The optokinetic reflex as a tool for quantitative analyses of nervous system function in mice: application to genetic and drug-induced variation - PubMed (original) (raw)
The optokinetic reflex as a tool for quantitative analyses of nervous system function in mice: application to genetic and drug-induced variation
Hugh Cahill et al. PLoS One. 2008.
Abstract
The optokinetic reflex (OKR), which serves to stabilize a moving image on the retina, is a behavioral response that has many favorable attributes as a test of CNS function. The OKR requires no training, assesses the function of diverse CNS circuits, can be induced repeatedly with minimal fatigue or adaptation, and produces an electronic record that is readily and objectively quantifiable. We describe a new type of OKR test apparatus in which computer-controlled visual stimuli and streamlined data analysis facilitate a relatively high throughput behavioral assay. We used this apparatus, in conjunction with infrared imaging, to quantify basic OKR stimulus-response characteristics for C57BL/6J and 129/SvEv mouse strains and for genetically engineered lines lacking one or more photoreceptor systems or with an alteration in cone spectral sensitivity. A second generation (F2) cross shows that the characteristic difference in OKR frequency between C57BL/6J and 129/SvEv is inherited as a polygenic trait. Finally, we demonstrate the sensitivity and high temporal resolution of the OKR for quantitative analysis of CNS drug action. These experiments show that the mouse OKR is well suited for neurologic testing in the context of drug discovery and large-scale phenotyping programs.
Conflict of interest statement
Competing Interests: The authors have declared that no competing interests exist.
Figures
Figure 1. OKR apparatus and testing arrangement.
(A) The mouse is held in a horizontal acrylic cylinder within a large cylindrical drum. A small transparent zone in the wall of the drum allows an infrared (IR) light source and camera (bottom, in foreground) to monitor eye movements. The stimulus is controlled by a laptop computer and a projector, both of which sit approximately two meters above the drum on a rotating table that is controlled by a variable speed motor (not shown). Neutral density or chromatic filters can be placed in the light path (rectangle, at right). (B) A headposted mouse with two plastic nuts set along the anterior posterior axis. (C) A headposted mouse in position for OKR measurements rests in the acrylic cylinder with its head protruding and immobilized by an alligator clip. (D) IR image of a mouse eye showing the pupil (large upper right white circle with centered cross) and the corneal reflection (lower left white circle with centered cross). The ISCAN software has assigned the IR sink as the pupil and the IR peak as the corneal reflection.
Figure 2. Stimulus, response, and data analysis during an OKR recording session with a wildtype mouse.
(A) From top to bottom, the following features are shown.

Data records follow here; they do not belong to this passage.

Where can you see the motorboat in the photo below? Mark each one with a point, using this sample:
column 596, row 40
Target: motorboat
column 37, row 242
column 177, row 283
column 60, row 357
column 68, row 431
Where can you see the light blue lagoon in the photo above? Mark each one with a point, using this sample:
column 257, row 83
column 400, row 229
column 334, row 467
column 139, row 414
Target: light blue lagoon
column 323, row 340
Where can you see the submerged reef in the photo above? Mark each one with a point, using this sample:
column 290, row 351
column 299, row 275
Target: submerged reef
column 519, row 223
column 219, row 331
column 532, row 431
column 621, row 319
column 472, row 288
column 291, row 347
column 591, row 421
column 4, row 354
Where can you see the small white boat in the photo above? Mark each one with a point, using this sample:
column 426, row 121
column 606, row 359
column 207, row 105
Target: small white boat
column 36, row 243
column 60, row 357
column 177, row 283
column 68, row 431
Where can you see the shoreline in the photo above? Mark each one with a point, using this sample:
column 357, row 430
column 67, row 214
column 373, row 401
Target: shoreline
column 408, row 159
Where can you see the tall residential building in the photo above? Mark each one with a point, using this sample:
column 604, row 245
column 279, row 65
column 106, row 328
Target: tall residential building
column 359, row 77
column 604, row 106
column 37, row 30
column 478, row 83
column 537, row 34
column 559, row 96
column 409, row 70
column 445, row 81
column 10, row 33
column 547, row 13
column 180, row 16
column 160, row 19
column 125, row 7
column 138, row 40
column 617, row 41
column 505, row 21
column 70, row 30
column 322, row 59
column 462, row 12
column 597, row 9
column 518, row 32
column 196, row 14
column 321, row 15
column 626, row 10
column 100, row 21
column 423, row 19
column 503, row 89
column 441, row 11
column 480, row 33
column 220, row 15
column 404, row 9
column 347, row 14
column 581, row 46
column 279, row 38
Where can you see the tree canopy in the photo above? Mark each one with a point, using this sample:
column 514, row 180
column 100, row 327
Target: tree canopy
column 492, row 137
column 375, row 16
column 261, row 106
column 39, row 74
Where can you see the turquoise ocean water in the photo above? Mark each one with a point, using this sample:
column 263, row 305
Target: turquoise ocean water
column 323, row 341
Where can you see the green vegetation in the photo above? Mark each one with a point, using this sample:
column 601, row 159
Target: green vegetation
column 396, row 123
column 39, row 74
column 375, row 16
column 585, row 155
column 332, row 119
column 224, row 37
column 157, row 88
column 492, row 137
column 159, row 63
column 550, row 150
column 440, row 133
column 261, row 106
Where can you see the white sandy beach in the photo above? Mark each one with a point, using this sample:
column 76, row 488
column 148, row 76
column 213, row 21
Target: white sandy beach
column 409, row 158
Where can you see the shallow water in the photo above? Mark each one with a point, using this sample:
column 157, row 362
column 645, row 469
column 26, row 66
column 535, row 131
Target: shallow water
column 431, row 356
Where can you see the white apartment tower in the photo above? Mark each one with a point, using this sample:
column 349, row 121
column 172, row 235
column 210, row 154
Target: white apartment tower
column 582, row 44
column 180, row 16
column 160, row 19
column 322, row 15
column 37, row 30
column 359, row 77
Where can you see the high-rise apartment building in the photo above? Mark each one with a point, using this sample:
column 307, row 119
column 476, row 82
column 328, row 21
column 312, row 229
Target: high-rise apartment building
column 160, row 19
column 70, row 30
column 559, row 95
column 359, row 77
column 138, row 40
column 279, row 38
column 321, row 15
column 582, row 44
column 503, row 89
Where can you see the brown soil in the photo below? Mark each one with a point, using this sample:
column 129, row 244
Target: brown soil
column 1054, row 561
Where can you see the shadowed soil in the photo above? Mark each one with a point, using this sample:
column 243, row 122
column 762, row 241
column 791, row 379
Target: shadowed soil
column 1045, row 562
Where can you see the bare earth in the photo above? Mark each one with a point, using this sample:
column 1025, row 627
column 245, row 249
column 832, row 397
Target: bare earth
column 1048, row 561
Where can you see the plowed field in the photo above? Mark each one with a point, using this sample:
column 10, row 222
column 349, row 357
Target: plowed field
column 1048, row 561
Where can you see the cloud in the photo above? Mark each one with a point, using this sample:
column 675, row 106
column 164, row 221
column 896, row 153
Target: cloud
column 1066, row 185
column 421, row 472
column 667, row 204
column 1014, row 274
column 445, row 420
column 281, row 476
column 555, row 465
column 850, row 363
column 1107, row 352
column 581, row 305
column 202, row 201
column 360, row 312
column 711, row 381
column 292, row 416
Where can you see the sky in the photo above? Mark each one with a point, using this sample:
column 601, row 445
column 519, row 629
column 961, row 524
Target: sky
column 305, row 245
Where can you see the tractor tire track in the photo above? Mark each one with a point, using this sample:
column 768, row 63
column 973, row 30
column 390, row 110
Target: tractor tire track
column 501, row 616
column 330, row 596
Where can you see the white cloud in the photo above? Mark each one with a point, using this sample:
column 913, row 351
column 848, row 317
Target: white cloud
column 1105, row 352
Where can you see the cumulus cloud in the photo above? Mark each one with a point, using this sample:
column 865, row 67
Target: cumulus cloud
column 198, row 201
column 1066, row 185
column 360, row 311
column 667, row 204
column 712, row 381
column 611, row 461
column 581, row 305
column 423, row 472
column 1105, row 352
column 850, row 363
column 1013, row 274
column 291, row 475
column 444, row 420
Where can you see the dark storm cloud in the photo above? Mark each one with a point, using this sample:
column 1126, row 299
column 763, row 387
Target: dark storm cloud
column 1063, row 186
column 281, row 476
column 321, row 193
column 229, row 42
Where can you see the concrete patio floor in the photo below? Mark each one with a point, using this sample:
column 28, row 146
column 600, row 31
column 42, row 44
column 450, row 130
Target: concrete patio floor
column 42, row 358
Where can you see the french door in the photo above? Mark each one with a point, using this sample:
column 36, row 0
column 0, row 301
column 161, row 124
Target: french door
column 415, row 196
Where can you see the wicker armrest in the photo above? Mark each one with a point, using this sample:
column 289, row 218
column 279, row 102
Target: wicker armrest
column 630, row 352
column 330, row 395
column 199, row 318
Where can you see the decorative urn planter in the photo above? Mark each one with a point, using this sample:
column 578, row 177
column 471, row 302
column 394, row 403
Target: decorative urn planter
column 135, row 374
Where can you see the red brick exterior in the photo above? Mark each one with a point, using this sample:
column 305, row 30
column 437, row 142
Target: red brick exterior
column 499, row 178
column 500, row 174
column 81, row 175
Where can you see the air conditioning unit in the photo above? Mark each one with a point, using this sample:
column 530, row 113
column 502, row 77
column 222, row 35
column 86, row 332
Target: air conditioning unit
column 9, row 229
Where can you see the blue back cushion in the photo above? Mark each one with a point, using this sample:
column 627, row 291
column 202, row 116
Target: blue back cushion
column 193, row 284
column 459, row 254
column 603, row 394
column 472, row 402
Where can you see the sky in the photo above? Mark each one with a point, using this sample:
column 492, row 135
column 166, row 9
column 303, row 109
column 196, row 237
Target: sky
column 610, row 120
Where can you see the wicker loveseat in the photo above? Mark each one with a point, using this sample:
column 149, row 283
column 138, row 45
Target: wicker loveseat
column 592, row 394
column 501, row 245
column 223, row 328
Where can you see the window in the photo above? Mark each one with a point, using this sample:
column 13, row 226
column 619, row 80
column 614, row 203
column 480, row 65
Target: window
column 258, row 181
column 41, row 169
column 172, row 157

The schematic of the visual stimulus over a 90 second period represents: (1) a uniform grey during the first and last 30 second of the recording period, and (2) a pattern of black and white vertical stripes (each stripe subtending 4°) rotating at 5° per second in a temporal to nasal direction (with respect to the eye that is imaged) during the middle 30 seconds of the recording period. “Eye Position” indicates the horizontal difference between the center of the pupil and the center of the corneal reflection which shows a slow and uniform temporal-to-nasal motion interrupted approximately every two seconds by a rapid nasal-to-temporal saccade. N, nasal; T, temporal. The first derivative of eye position is shown above a pair of traces that indicate the times at which the first derivative exhibits an excursion below or above negative or positive thresholds, respectively. At the bottom are the assignments of discrete eye-tracking movements (ETMs) during the 30 second stimulus interval scored by inspection of eye position and its first derivative; the rightmost suprathreshold negative excursion on the first derivative plot is not counted as an ETM because it occurred outside of the 30 second stimulus interval. An identical ETM assignment was made by NeuralWorks Predict Version 3.13, a neural network (NeuralWare, Carnegie PA). (B) OKR over a continuous 21 minute period of rotating vertical black and white stripes shows essentially no adaptation. (C) ETMs per 30 second interval vs. the relative velocity of the slow component for C57BL/6J and 129/SvEv. Each data point is derived from a single 30-second stimulus interval obtained from the experimental data presented in Figure 5. A best fitting straight line is superimposed.
Figure 3. Photoreceptor subtypes subserving the scotopic and photopic OKR.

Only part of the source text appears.